Petit rappel d’emblée, cette Cour située à Luxembourg ne doit pas être confondue avec sa consoeur de Strasbourg, la Cour européenne des droits de l’Homme.

Car oui, la Cour de justice a eu une influence décisive dans les crédits type Cofidis, Sofinco, etc… où les abus étaient légions.

L’occasion de rappeler que contrairement à une croyance trop fréquente en France, l’Union européenne n’est pas l’archétype de l’ultralibéralisme face à une France éminemment sociale (voir L’Union européenne est-elle ultra-libérale ?).

Dans de nombreux domaines, c’est l’Union européenne qui était à l’avant-garde en matière sociale (voir L’Europe sociale : une réalité ?).
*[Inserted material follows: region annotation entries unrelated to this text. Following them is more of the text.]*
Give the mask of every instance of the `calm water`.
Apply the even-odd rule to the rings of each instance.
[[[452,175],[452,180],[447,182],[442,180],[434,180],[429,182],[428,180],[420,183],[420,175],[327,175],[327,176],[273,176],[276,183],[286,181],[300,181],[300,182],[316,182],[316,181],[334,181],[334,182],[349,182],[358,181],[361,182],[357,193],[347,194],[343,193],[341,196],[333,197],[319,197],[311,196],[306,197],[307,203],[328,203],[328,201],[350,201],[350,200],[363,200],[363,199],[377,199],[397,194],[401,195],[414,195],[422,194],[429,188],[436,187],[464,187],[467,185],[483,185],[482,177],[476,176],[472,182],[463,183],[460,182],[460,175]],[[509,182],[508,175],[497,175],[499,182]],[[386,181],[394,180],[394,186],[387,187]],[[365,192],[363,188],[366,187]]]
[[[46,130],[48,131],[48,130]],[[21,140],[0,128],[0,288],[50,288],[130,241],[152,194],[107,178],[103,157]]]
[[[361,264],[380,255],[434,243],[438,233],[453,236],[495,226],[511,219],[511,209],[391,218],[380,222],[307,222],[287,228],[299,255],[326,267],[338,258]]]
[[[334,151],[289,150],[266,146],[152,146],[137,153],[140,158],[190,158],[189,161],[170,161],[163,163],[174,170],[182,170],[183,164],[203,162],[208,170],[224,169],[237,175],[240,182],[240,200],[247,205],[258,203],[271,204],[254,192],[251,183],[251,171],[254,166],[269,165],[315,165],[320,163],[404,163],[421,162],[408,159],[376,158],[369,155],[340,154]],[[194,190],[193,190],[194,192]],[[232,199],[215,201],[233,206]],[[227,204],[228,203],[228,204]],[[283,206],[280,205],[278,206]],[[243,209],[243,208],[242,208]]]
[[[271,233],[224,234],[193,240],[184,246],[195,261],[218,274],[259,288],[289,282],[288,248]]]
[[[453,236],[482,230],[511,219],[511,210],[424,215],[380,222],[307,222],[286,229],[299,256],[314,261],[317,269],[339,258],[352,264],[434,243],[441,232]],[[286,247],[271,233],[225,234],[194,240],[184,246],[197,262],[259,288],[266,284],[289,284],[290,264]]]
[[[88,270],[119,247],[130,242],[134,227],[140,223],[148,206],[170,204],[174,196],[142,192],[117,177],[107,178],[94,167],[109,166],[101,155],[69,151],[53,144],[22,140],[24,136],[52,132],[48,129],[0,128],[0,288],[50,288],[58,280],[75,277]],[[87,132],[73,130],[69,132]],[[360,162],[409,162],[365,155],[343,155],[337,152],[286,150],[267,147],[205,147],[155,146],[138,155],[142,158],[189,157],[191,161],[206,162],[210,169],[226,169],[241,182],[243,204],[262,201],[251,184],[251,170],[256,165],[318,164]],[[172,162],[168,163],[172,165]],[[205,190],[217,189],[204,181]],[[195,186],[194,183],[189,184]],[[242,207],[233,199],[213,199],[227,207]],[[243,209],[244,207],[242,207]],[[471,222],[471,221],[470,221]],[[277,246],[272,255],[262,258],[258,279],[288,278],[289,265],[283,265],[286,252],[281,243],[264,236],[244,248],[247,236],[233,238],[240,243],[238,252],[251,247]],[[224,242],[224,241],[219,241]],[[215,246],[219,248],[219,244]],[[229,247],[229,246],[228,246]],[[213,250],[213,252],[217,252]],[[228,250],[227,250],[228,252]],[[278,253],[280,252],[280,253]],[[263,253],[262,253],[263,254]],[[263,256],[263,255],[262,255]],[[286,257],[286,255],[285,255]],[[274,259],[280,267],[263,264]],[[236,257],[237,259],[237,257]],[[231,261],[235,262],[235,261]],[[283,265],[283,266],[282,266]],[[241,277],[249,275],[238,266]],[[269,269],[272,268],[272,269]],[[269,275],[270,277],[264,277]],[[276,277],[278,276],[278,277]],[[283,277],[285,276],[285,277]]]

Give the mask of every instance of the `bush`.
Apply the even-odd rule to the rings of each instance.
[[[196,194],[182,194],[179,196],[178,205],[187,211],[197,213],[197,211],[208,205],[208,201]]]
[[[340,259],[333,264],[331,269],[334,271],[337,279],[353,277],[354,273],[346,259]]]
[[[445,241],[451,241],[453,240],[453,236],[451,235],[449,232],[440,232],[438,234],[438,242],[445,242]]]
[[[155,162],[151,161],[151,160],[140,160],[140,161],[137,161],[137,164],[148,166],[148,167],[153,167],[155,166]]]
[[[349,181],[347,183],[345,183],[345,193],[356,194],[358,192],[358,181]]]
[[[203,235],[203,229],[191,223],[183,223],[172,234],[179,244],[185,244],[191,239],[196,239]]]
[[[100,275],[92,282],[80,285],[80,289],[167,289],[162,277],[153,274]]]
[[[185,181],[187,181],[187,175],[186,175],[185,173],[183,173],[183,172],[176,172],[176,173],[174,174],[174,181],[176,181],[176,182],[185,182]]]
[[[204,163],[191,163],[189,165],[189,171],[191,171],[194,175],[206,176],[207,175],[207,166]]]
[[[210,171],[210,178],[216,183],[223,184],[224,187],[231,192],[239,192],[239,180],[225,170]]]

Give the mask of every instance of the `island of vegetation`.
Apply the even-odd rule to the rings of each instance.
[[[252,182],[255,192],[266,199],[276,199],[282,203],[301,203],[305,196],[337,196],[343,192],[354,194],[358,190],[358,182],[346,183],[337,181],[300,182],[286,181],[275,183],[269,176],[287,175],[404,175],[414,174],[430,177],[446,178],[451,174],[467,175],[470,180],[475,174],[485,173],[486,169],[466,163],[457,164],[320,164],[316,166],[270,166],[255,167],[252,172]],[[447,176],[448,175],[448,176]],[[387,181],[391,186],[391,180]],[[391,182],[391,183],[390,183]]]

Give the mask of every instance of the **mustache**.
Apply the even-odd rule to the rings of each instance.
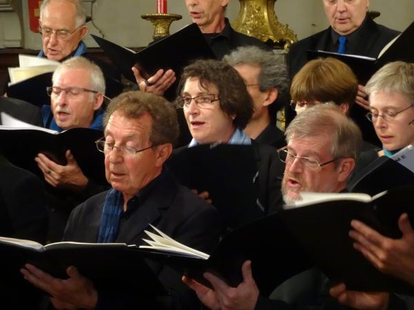
[[[55,108],[55,113],[67,113],[68,114],[72,114],[72,110],[69,109],[68,107],[61,107],[58,105]]]

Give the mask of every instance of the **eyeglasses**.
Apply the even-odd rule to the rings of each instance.
[[[408,110],[410,107],[414,107],[414,105],[408,105],[405,109],[402,109],[401,111],[398,111],[396,112],[385,112],[382,114],[378,114],[377,113],[373,113],[373,112],[368,112],[366,114],[365,114],[365,116],[368,118],[368,121],[370,121],[373,123],[376,121],[378,119],[379,116],[382,117],[382,118],[384,118],[384,121],[385,121],[386,122],[393,121],[394,121],[394,119],[395,118],[397,115],[398,115],[400,113],[403,112],[406,110]]]
[[[290,100],[290,107],[293,109],[295,111],[297,110],[304,110],[306,107],[311,107],[318,104],[328,104],[333,103],[335,104],[334,101],[326,101],[326,102],[320,102],[317,101],[305,101],[304,100],[302,100],[299,101],[294,101]]]
[[[135,147],[128,147],[126,145],[121,145],[121,146],[115,146],[115,143],[108,143],[105,141],[105,138],[102,137],[99,140],[97,140],[95,141],[95,143],[97,144],[97,148],[98,149],[98,151],[101,152],[102,153],[105,154],[106,155],[111,153],[114,149],[118,149],[118,151],[119,151],[119,152],[121,152],[121,154],[123,156],[135,156],[137,153],[139,153],[141,152],[144,152],[146,149],[149,149],[151,147],[153,147],[154,145],[149,146],[148,147],[144,147],[144,149],[137,149]]]
[[[294,155],[293,154],[287,150],[287,147],[279,149],[277,152],[277,155],[279,156],[279,159],[283,163],[286,163],[286,165],[292,165],[293,163],[293,161],[296,158],[301,161],[301,163],[304,165],[304,167],[305,167],[305,168],[306,168],[308,170],[313,171],[317,171],[321,167],[323,167],[331,163],[333,163],[337,159],[333,158],[325,163],[320,163],[316,159],[312,159],[309,157],[302,157]]]
[[[185,96],[179,96],[175,99],[175,106],[177,107],[183,108],[188,107],[191,104],[191,101],[194,100],[195,104],[201,109],[206,109],[211,107],[211,105],[220,99],[215,99],[214,94],[206,94],[197,96],[195,97],[187,97]]]
[[[52,28],[49,28],[48,27],[39,27],[39,33],[40,33],[42,36],[46,37],[47,38],[50,37],[52,36],[52,34],[54,33],[55,34],[56,34],[56,36],[61,39],[61,40],[66,40],[67,39],[69,38],[69,37],[70,37],[72,34],[73,34],[75,32],[77,32],[77,30],[79,30],[81,27],[82,27],[83,25],[81,25],[80,26],[77,27],[75,30],[73,30],[72,32],[70,32],[69,30],[65,30],[63,29],[52,29]]]
[[[52,96],[59,96],[61,94],[62,92],[65,92],[66,95],[71,96],[79,96],[81,92],[93,92],[95,94],[97,94],[98,92],[96,90],[88,90],[88,88],[82,88],[82,87],[69,87],[66,88],[58,87],[57,86],[49,86],[46,87],[46,92],[48,92],[48,95]]]

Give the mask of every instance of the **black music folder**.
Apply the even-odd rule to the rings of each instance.
[[[91,36],[122,74],[133,83],[136,83],[131,70],[133,66],[139,70],[144,79],[152,76],[159,69],[174,70],[177,81],[164,94],[168,100],[175,98],[179,76],[185,66],[196,59],[216,58],[195,23],[184,27],[138,52],[99,37]]]
[[[67,163],[65,154],[70,149],[88,178],[98,184],[107,184],[103,154],[98,151],[95,143],[103,136],[101,131],[72,128],[58,133],[34,125],[29,126],[0,125],[2,141],[0,153],[12,163],[43,178],[43,174],[34,161],[37,154],[44,154],[56,163],[65,165]]]
[[[12,84],[7,87],[7,96],[30,102],[39,107],[50,105],[50,97],[48,96],[46,87],[52,86],[52,74],[53,72],[43,73]]]
[[[414,22],[391,41],[388,45],[386,45],[377,59],[322,50],[308,50],[308,60],[319,57],[333,57],[339,59],[351,67],[360,84],[365,85],[374,73],[388,63],[397,61],[413,62],[413,37],[414,37]]]
[[[124,243],[72,242],[43,247],[34,241],[0,237],[0,270],[5,278],[23,278],[19,269],[30,263],[65,279],[66,269],[75,266],[98,289],[165,295],[158,278],[135,248]]]
[[[411,223],[414,187],[395,188],[370,196],[364,194],[304,194],[304,200],[275,214],[239,227],[225,236],[210,256],[193,253],[181,246],[157,242],[140,247],[146,256],[183,271],[209,285],[202,273],[210,271],[237,287],[241,267],[252,261],[253,278],[263,295],[284,280],[316,266],[333,282],[344,282],[348,289],[413,294],[407,282],[382,273],[353,248],[351,221],[357,219],[384,236],[400,238],[397,220],[407,212]],[[162,238],[168,239],[168,236]]]

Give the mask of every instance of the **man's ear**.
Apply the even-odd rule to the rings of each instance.
[[[351,158],[339,159],[340,162],[337,167],[338,181],[346,182],[348,178],[353,171],[355,166],[355,161]]]
[[[103,94],[101,92],[98,92],[95,96],[95,99],[93,101],[93,110],[96,111],[99,110],[99,107],[102,106],[102,103],[103,103]]]
[[[270,88],[266,90],[267,96],[263,102],[263,106],[267,107],[275,102],[279,96],[279,91],[276,88]]]
[[[339,107],[341,108],[341,111],[344,115],[348,114],[348,112],[349,112],[349,104],[346,102],[342,103],[339,105]]]
[[[155,147],[155,166],[161,167],[172,152],[171,143],[160,144]]]

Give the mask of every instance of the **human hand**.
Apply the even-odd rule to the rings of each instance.
[[[406,214],[398,219],[400,239],[385,237],[359,220],[351,225],[349,236],[357,250],[379,271],[414,285],[414,231]]]
[[[141,73],[137,68],[132,67],[132,70],[137,80],[137,84],[139,87],[139,90],[159,96],[163,96],[164,93],[177,79],[175,72],[170,69],[166,71],[165,73],[164,70],[159,69],[155,74],[146,80],[141,76]]]
[[[389,293],[348,291],[344,283],[333,287],[329,293],[340,304],[360,310],[386,310],[390,301]]]
[[[88,178],[78,165],[70,150],[65,154],[68,163],[65,166],[57,164],[43,154],[34,158],[43,174],[45,180],[54,187],[80,192],[88,185]]]
[[[183,276],[182,280],[191,289],[195,291],[197,297],[204,306],[211,310],[219,310],[221,309],[220,302],[214,290],[186,276]]]
[[[369,110],[369,101],[368,101],[368,95],[365,92],[365,87],[362,85],[358,85],[358,93],[355,103],[364,107],[365,110]]]
[[[98,293],[93,284],[73,266],[66,269],[69,278],[66,280],[54,278],[30,264],[20,271],[26,280],[50,295],[50,302],[56,309],[92,309],[97,305]]]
En voici, quelques-uns : égalité homme/femme, environnement, respect du temps de travail (coucou le temps de travail des internes), retard aérien, etc…

Liste qui permet aussi de rappeler que oui, l’Europe ne se préoccupe pas du sexe des anges, mais gère bien des aspects du quotidien pour le bénéfice du plus grand nombre.

Et bien évidemment, l’UE s’intéresse au droit de la consommation.

La France qui se complaît souvent dans une égalité de droit (et non de fait) considérait que c’étaient aux parties (et non au juge) de soulever les éventuelles illégalités que contenait le contrat.

Or, forcément, entre une entreprise spécialisée et un particulier lambda, l’égalité des armes est hypocrite et la liberté contractuelle profite à la première au détriment du second.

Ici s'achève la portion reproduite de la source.